Why is this important?

Nvidia holds an estimated market share of over 80% in AI accelerators for data centers, according to Mercury Research data from 2024, giving it unprecedented market power. The French investigation is the first major antitrust action against Nvidia in Europe and could set a precedent for other jurisdictions, including the European Commission, which has already requested information from customers and competitors, and the FTC in the United States, which has opened a preliminary investigation. The outcome will affect not only Nvidia but the entire AI ecosystem: from startups that rely on its chips to train models, to big tech companies like Microsoft, Google, or Meta, which invest billions in AI infrastructure. Moreover, dependence on Nvidia has been exacerbated by GPU shortages during 2022-2024, leading to high prices and long wait times, generating criticism over arbitrary allocation practices. A ruling in France could force changes in Nvidia's business model, similar to what happened with Microsoft in the 2000s over Internet Explorer integration, or with Intel in 2009 over exclusive discount practices.

Potential consequences

If charges are confirmed, Nvidia could face fines of up to 10% of its global annual revenue, which in 2024 amounted to about $60 billion (according to its financial results), meaning a maximum penalty of $6 billion. Additionally, corrective measures could be imposed, such as product unbundling (decoupling CUDA from GPUs), mandatory licensing under FRAND (fair, reasonable, and non-discriminatory) conditions, or prohibition of certain contractual clauses. This could reduce GPU prices, which currently range from $10,000 to $30,000 per unit for models like the H100 or B200, and foster competition from alternatives such as AMD (with its Instinct MI300X GPUs), Intel (Gaudi 3), or specialized chip startups like Cerebras, Graphcore, or SambaNova.

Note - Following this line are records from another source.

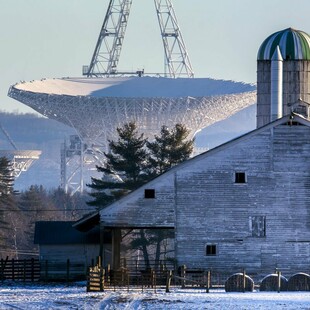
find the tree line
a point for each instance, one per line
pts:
(133, 160)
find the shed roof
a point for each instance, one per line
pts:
(62, 232)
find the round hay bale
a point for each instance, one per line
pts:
(235, 283)
(299, 282)
(270, 283)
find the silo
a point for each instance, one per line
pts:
(283, 74)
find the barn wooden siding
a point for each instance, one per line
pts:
(213, 209)
(139, 211)
(258, 225)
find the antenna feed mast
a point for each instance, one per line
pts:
(107, 52)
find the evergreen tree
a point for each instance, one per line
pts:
(169, 149)
(6, 199)
(125, 168)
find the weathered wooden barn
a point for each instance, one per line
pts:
(244, 204)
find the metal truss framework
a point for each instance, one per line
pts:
(105, 114)
(177, 60)
(108, 48)
(21, 160)
(107, 52)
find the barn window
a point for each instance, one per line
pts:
(149, 193)
(257, 226)
(211, 250)
(240, 177)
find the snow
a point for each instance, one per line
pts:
(135, 87)
(74, 296)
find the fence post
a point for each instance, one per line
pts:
(243, 278)
(46, 270)
(24, 270)
(13, 270)
(279, 281)
(168, 281)
(183, 275)
(101, 277)
(68, 270)
(208, 280)
(32, 269)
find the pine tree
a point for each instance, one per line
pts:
(169, 149)
(6, 198)
(125, 168)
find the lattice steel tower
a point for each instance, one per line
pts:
(107, 52)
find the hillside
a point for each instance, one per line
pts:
(29, 131)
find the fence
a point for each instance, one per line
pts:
(20, 270)
(30, 270)
(100, 278)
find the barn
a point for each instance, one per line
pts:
(244, 204)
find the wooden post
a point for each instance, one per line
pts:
(244, 281)
(101, 248)
(109, 274)
(24, 270)
(68, 269)
(168, 281)
(13, 269)
(116, 248)
(46, 270)
(208, 280)
(101, 279)
(183, 275)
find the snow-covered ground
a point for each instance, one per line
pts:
(74, 296)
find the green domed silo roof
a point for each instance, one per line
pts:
(294, 45)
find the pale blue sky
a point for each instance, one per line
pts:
(54, 38)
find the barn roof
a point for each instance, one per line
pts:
(114, 214)
(62, 232)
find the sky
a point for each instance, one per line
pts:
(55, 38)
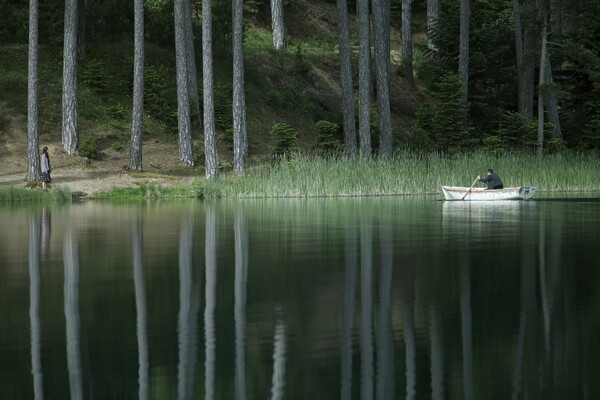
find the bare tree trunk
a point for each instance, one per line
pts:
(278, 25)
(346, 78)
(81, 37)
(195, 116)
(407, 60)
(33, 130)
(433, 15)
(463, 51)
(527, 75)
(183, 101)
(551, 101)
(381, 12)
(240, 141)
(210, 135)
(364, 78)
(69, 100)
(542, 88)
(137, 118)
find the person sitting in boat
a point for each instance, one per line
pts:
(493, 180)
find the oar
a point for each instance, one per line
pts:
(469, 191)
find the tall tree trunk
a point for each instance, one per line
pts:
(527, 70)
(364, 78)
(210, 135)
(463, 51)
(381, 13)
(137, 118)
(192, 78)
(240, 141)
(69, 100)
(346, 78)
(551, 101)
(183, 101)
(407, 60)
(33, 133)
(277, 24)
(81, 36)
(433, 15)
(542, 87)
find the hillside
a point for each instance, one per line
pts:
(299, 86)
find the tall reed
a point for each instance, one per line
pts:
(406, 173)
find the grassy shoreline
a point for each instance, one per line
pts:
(405, 174)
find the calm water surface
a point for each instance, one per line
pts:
(392, 298)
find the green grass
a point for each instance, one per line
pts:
(13, 194)
(405, 174)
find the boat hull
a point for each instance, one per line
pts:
(480, 194)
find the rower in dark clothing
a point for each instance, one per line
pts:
(493, 180)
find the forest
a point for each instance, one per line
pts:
(271, 78)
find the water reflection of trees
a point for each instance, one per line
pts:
(424, 337)
(34, 307)
(71, 262)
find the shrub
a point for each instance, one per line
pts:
(285, 138)
(88, 148)
(328, 140)
(93, 75)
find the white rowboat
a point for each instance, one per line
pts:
(481, 194)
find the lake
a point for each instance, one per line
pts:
(354, 298)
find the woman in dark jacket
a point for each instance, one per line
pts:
(493, 180)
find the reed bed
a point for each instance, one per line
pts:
(407, 173)
(12, 194)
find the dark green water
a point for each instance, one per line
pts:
(392, 298)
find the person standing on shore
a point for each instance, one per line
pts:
(46, 169)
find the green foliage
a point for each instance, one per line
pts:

It could also accelerate the adoption of open standards like AMD's ROCm, which aims to compete with CUDA, or cloud computing solutions from AWS (Trainium) and Google (TPU), reducing dependence on proprietary hardware. In the long term, a ruling in France could encourage the European Union to harmonize antitrust regulations for the AI chip market, similar to the Digital Markets Act for platforms. However, Nvidia argues that its dominance is due to innovation and that GPUs compete in a dynamic market that includes ASICs and FPGAs, so any remedy must be proportionate to avoid stifling R&D investment.

What readers should know

The French investigation does not necessarily imply a conviction; Nvidia will have the right to defend itself in a process that could take months or years. However, it is a clear sign that regulators are closely watching the AI market, especially after Nvidia's acquisition of Run:ai in 2024, which raised concerns about vertical concentration. For companies and developers, this could translate into more hardware options and better prices in the long run, as well as greater interoperability between platforms. It could also influence investment decisions in alternative chip startups, which received record funding in 2024 (over $5 billion, according to PitchBook). Finally, investors should watch for potential impacts on Nvidia's stock, which has risen more than 200% in the past year, as any penalty or restriction could affect its business model based on the CUDA ecosystem, which generates recurring revenue from licenses and services. In summary, the French case is a thermometer of how governments will balance AI innovation with fair competition, and its consequences will be felt throughout the technology value chain.